Spawn non-static future with Tokio
Asked Answered
H

3

10

I have an async method that should execute some futures in parallel, and only return after all futures finished. However, it is passed some data by reference that does not live as long as 'static (it will be dropped at some point in the main method). Conceptually, it's similar to this (Playground):

async fn do_sth(with: &u64) {
    delay_for(Duration::new(*with, 0)).await;
    println!("{}", with);
}

async fn parallel_stuff(array: &[u64]) {
    let mut tasks: Vec<JoinHandle<()>> = Vec::new();
    for i in array {
        let task = spawn(do_sth(i));
        tasks.push(task);
    }
    for task in tasks {
        task.await;
    }
}

#[tokio::main]
async fn main() {
    parallel_stuff(&[3, 1, 4, 2]);
}

Now, tokio wants futures that are passed to spawn to be valid for the 'static lifetime, because I could drop the handle without the future stopping. That means that my example above produces this error message:

error[E0759]: `array` has an anonymous lifetime `'_` but it needs to satisfy a `'static` lifetime requirement
  --> src/main.rs:12:25
   |
12 | async fn parallel_stuff(array: &[u64]) {
   |                         ^^^^^  ------ this data with an anonymous lifetime `'_`...
   |                         |
   |                         ...is captured here...
...
15 |         let task = spawn(do_sth(i));
   |                    ----- ...and is required to live as long as `'static` here

So my question is: How do I spawn futures that are only valid for the current context that I can then wait until all of them completed?
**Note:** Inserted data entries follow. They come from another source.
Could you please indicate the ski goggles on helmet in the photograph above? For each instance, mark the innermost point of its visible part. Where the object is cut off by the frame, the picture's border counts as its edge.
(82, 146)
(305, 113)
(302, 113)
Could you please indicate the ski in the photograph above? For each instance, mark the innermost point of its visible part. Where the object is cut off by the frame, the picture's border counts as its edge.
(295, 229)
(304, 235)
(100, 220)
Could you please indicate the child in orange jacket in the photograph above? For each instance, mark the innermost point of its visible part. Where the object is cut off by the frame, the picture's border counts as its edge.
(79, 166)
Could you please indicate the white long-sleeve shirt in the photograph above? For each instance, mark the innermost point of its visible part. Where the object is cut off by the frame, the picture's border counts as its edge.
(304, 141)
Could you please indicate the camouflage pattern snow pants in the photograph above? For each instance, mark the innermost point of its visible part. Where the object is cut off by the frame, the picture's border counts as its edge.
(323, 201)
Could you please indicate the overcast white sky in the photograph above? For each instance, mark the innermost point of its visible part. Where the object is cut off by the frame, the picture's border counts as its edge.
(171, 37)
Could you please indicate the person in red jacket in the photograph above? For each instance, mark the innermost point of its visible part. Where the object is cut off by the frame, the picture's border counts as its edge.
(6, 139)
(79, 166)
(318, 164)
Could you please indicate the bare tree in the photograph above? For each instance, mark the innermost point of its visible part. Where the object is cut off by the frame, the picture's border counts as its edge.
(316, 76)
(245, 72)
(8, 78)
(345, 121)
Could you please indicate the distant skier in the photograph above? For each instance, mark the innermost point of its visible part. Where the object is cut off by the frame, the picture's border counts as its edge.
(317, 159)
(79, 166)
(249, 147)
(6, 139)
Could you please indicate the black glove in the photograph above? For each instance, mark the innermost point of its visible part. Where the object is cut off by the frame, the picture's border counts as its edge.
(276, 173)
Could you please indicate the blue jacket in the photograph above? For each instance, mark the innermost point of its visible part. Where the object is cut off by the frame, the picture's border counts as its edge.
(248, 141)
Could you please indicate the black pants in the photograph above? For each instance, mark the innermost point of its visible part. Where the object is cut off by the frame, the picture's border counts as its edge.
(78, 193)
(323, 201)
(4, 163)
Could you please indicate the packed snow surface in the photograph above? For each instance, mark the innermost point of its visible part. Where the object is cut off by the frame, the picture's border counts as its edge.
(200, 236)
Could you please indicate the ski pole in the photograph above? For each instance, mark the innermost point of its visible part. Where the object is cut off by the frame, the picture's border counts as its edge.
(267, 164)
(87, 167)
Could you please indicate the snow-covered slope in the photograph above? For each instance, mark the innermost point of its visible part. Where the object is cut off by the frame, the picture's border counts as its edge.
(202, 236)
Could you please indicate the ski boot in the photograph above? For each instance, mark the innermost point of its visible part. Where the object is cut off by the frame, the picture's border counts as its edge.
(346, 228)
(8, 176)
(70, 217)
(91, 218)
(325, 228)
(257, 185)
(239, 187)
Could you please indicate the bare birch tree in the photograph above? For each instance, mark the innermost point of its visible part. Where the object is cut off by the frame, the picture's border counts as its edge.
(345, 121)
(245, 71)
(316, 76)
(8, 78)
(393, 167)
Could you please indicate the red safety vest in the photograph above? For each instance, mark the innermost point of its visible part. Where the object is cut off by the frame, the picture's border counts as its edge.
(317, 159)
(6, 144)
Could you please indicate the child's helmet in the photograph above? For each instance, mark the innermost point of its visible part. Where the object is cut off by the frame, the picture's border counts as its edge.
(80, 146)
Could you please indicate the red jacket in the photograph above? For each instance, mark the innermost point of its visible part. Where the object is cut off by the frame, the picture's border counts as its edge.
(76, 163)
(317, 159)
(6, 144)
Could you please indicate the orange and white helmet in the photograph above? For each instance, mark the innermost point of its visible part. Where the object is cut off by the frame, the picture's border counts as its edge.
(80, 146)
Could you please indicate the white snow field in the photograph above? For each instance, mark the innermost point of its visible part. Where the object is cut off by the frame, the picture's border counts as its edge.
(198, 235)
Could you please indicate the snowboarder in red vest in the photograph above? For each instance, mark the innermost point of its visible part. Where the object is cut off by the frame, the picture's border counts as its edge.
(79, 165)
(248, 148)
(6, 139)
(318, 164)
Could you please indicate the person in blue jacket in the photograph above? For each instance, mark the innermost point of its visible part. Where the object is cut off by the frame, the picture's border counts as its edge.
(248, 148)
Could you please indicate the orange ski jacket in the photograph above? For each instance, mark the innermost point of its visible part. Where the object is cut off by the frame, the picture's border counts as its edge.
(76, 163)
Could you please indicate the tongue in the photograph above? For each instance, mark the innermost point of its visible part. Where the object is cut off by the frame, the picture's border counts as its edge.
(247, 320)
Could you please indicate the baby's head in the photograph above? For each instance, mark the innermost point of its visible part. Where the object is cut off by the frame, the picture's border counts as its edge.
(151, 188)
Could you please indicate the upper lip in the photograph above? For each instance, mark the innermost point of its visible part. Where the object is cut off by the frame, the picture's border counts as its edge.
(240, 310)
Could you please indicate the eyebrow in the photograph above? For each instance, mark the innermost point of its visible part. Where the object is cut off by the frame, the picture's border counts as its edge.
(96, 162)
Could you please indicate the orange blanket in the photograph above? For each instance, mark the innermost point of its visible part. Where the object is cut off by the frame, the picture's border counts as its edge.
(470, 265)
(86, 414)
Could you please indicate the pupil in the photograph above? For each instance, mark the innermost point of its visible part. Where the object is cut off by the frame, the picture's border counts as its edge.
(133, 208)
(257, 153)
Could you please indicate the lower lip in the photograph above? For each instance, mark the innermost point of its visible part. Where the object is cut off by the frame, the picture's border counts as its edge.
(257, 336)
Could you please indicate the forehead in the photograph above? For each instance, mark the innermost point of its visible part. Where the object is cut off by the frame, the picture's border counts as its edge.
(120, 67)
Heathenry answered 12/12, 2020 at 20:56 Comment(8)
Does this answer your question? Spawning tasks with non-static lifetimes in tokioArcature
Why not just copy the u64s? You don't have to use references at all here.Odilia
Related: async_scopedArcature
Also, things passed to spawn do not need to have a 'static lifetime they only need to be bounded by a 'static lifetime. This is a common Rust lifetime misconception.Odilia
@IbraheemAhmed no it does not, because that question spawns tasks without waiting for them at the end of the methodHeathenry
@Odilia Because I'm actually passing down non-copyable references, this is just a broken down example. If I had to use copy-able types, I could use Arc<RwLock<NotActuallyU64>>, but maybe there's a better solution that doesn't involve lockingHeathenry
Also, my type is very well static (and therefore valid for the 'static lifetime), but the reference does not live as long as 'static, so I'm not sure if that link applies. Anyways, the data that is being referenced is destroyed in the main method at some point, like I said in the questionHeathenry
Since in this case the answer is the same for Tokio 0.2 and 0.3, it would make sense to modify your question to apply to both versions of Tokio.Argumentative
A
16

It is not possible to spawn a non-'static future from async Rust. This is because any async function might be cancelled at any time, so there is no way to guarantee that the caller really outlives the spawned tasks.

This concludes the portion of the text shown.